India’s measles elimination campaign rocked by rumours, fake alerts before launch
Rumours shared on Whatsapp and Facebook urging parents not to get their children vaccinated against measles and rubella (German Measles) is threatening India’s campaign to eliminate the disease that kill 46,000 children, mostly under-five, each year.
India accounts for close to one-third of the world’s 134,000 measles annual deaths, shows World Health Organisation (WHO) data.
Under India’s new measles vaccination campaign, all children from ages nine months to 15 years will be vaccinated with the measles-rubella vaccine (MR-VAC) in five states -- Tamil Nadu, Karnataka, Puducherry, Lakshwadeep on February 7, and Goa after the model code of conduct gets over after state elections.
Around 40 million children will be vaccinated in the first phase, which will be scaled up to include 410 million children under 15 years in all states and union territories by March 2019.
Fake alerts, which include texts and audio clips, claim the vaccine is banned in the United States for causing serious side effects, including damaging a child’s immunity and memory and is being pushed in India by the global pharmaceutical industry looking for a market to dump their products.
“The is a test vaccine which has been found outside India and that they want to test it on Indian children”, reads one. “It affect the child’s concentration and daily activities and is band (sic) in the US,” alleges another. “The vaccine has deadly side effects and is sold by Modi to promote foreign pharmaceutical companies,” reads a third.

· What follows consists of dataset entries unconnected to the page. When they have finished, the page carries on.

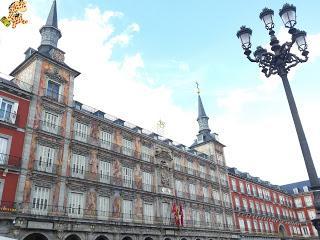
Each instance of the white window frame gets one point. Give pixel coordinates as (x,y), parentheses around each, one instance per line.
(127,177)
(127,207)
(78,165)
(40,200)
(75,204)
(46,158)
(105,171)
(103,207)
(106,139)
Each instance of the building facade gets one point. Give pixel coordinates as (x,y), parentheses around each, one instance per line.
(263,210)
(14,107)
(304,204)
(86,175)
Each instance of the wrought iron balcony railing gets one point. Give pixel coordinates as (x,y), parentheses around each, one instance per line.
(8,117)
(9,160)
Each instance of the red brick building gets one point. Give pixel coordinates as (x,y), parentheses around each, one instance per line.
(304,204)
(262,210)
(14,108)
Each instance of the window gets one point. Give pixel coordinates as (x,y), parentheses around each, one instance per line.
(147,181)
(78,166)
(308,201)
(305,231)
(46,159)
(53,90)
(312,214)
(260,193)
(127,177)
(205,194)
(190,168)
(103,207)
(106,139)
(207,218)
(255,225)
(40,200)
(219,220)
(254,190)
(81,132)
(258,207)
(248,189)
(237,202)
(249,225)
(8,111)
(50,122)
(245,204)
(146,153)
(297,202)
(241,225)
(301,216)
(241,187)
(127,147)
(202,171)
(179,188)
(216,197)
(271,227)
(166,211)
(192,190)
(127,210)
(234,185)
(75,204)
(148,213)
(104,171)
(251,206)
(177,163)
(266,226)
(4,143)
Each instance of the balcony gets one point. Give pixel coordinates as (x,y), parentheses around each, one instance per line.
(45,165)
(9,161)
(8,117)
(50,128)
(53,95)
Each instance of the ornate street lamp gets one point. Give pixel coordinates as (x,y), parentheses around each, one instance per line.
(279,61)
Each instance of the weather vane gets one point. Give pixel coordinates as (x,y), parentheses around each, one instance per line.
(198,89)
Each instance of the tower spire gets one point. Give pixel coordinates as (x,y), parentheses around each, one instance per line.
(50,34)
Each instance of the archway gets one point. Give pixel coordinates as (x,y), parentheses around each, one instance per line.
(35,236)
(101,238)
(73,237)
(282,232)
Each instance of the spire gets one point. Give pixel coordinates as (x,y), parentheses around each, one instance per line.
(201,112)
(52,19)
(50,34)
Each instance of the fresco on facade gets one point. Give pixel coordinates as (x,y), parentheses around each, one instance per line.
(137,174)
(138,208)
(116,205)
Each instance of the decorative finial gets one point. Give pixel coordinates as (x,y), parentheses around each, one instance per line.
(198,89)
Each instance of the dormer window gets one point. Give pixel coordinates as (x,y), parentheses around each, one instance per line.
(53,90)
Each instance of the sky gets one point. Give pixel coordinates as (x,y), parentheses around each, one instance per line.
(139,61)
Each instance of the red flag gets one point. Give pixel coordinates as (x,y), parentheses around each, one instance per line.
(181,215)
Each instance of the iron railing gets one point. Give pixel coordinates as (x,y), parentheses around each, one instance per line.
(8,117)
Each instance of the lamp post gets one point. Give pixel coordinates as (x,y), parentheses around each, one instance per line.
(280,61)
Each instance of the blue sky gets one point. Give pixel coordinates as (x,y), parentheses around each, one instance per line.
(140,63)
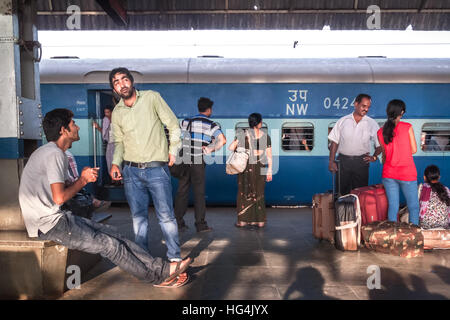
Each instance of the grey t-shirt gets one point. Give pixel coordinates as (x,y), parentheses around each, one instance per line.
(47,165)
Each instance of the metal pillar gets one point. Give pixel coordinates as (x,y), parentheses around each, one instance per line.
(20,108)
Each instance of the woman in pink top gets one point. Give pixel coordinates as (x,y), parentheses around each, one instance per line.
(399,171)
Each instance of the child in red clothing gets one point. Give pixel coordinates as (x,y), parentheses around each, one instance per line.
(399,171)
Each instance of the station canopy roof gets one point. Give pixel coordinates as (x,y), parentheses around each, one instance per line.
(427,15)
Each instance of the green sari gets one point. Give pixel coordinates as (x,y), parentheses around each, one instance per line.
(251,204)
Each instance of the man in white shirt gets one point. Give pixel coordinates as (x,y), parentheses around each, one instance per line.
(351,138)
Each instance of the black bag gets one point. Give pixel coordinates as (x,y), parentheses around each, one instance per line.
(348,223)
(180,169)
(80,205)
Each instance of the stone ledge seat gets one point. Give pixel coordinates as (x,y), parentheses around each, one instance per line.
(31,268)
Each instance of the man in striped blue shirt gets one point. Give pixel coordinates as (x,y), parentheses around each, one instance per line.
(201,136)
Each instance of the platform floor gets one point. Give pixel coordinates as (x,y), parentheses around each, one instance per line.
(281,261)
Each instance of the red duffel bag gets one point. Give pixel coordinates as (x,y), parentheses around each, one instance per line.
(373,203)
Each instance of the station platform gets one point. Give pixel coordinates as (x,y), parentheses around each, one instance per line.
(282,261)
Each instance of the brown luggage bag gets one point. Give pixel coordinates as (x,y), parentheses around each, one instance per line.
(399,239)
(323,216)
(436,239)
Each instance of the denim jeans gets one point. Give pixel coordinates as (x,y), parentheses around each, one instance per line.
(409,189)
(88,236)
(139,184)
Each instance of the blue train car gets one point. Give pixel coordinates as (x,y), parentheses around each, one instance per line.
(297,98)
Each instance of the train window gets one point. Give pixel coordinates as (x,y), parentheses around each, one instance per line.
(297,136)
(244,126)
(435,137)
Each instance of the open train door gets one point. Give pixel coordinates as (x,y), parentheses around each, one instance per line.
(104,189)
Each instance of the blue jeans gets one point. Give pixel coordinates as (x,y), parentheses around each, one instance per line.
(409,189)
(88,236)
(139,184)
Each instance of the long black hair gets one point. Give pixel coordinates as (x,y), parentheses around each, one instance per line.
(432,173)
(394,109)
(254,119)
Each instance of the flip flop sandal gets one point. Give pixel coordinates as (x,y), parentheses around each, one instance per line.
(174,283)
(179,270)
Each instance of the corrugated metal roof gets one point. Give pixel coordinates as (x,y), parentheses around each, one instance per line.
(241,15)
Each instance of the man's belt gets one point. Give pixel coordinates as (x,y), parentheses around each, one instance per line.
(352,157)
(144,165)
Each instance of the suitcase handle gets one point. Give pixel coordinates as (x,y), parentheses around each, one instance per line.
(337,173)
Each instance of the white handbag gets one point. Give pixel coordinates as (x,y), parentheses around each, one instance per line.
(237,162)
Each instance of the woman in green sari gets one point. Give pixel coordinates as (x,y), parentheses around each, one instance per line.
(251,205)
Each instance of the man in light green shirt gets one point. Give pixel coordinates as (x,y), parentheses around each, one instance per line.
(142,150)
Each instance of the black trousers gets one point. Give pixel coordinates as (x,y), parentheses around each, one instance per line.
(196,177)
(353,173)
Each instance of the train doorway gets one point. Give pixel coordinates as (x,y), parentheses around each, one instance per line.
(101,107)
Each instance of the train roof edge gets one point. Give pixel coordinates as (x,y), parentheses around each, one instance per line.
(224,70)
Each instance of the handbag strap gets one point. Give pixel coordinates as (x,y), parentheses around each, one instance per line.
(247,134)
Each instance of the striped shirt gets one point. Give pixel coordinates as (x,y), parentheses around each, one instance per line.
(202,132)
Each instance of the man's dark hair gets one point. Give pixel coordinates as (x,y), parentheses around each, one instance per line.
(54,120)
(123,70)
(362,96)
(204,104)
(254,119)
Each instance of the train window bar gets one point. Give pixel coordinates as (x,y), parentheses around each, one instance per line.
(244,126)
(435,137)
(297,136)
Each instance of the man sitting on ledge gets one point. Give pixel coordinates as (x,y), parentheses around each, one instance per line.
(42,191)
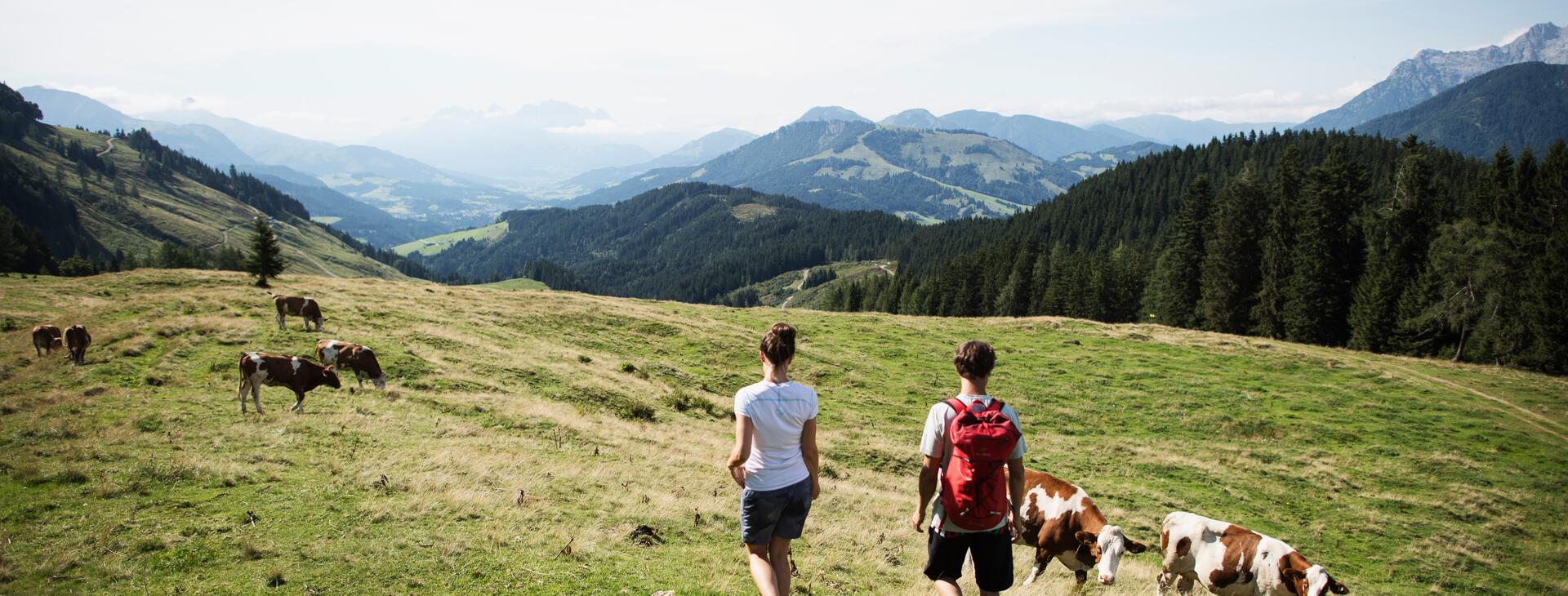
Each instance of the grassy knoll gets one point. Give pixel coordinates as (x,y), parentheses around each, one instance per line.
(436,243)
(526,434)
(516,284)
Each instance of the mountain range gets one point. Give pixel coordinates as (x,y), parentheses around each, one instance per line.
(537,143)
(916,173)
(1435,71)
(1518,105)
(690,154)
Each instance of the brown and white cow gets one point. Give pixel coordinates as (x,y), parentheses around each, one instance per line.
(300,306)
(1062,523)
(298,376)
(78,339)
(353,358)
(46,339)
(1233,560)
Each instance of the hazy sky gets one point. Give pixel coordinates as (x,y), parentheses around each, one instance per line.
(344,71)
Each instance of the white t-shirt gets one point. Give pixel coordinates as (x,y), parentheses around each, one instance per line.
(935,443)
(778,411)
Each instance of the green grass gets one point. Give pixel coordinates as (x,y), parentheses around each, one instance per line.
(137,473)
(436,243)
(516,284)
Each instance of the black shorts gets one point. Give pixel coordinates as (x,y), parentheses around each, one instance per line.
(993,556)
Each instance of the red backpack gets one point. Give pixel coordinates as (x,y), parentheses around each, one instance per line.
(974,488)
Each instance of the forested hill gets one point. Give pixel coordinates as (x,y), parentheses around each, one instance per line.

“These messages are untrue. the vaccine, MR-VAC,is made by the Serum Institute of India, which is the world’s largest producer of the vaccine and provides vaccines to most countries in Africa and Asia.
The vaccine is safe, effective and approved by the WHO for preventing infection in children,” says a health ministry official who did not want to be named.
A vaccine-preventable disease, measles is caused by a virus from the paramyxovirus family and spreads through air and direct contact. It causes symptoms of high fever that lasts 4 to 7 days, with a runny nose, a cough, watery eyes, and small white spots inside the cheeks developing in the initial stage. After several days, a rash erupts on the face and upper neck and then spreads to the hands and feet. On average, the rash occurs 14 days after exposure to the virus.
The MMR vaccine against measles, mumps and rubella is given to children at ages nine months and 15 months under India’s routine immunisation programme, but coverage for the booster shot remains a low 50-60%, which results in partial protection. About 15% of vaccinated children do not develop immunity from the first dose, so unless all the children are fully immunised, an outbreak is likely.
“Globally, measles has a case fatality -- deaths per 100 infections -- of 0.2-0.3%, but in countries with poor public health infrastructure, the case fatality is 1-2%,” said Dr Satish Gupta, health specialist, immunization, Unicef.
A systemic review of studies from across 12 states over four decades showed that the median case fatality ratio in India was 1.63%, with deaths being higher among under-five children and children from the backward class.
“MR-VAC protects those who’ve been missed as well as builds herd immunity in the community by lowering infection and with it, the virus in the environment,” said Dr Gupta. “Much like polio, we have to eliminate the virus from the environment to make it safe for everyone. Vaccination has eliminated measles in the Americas (north and south Americas) , India can do it too.”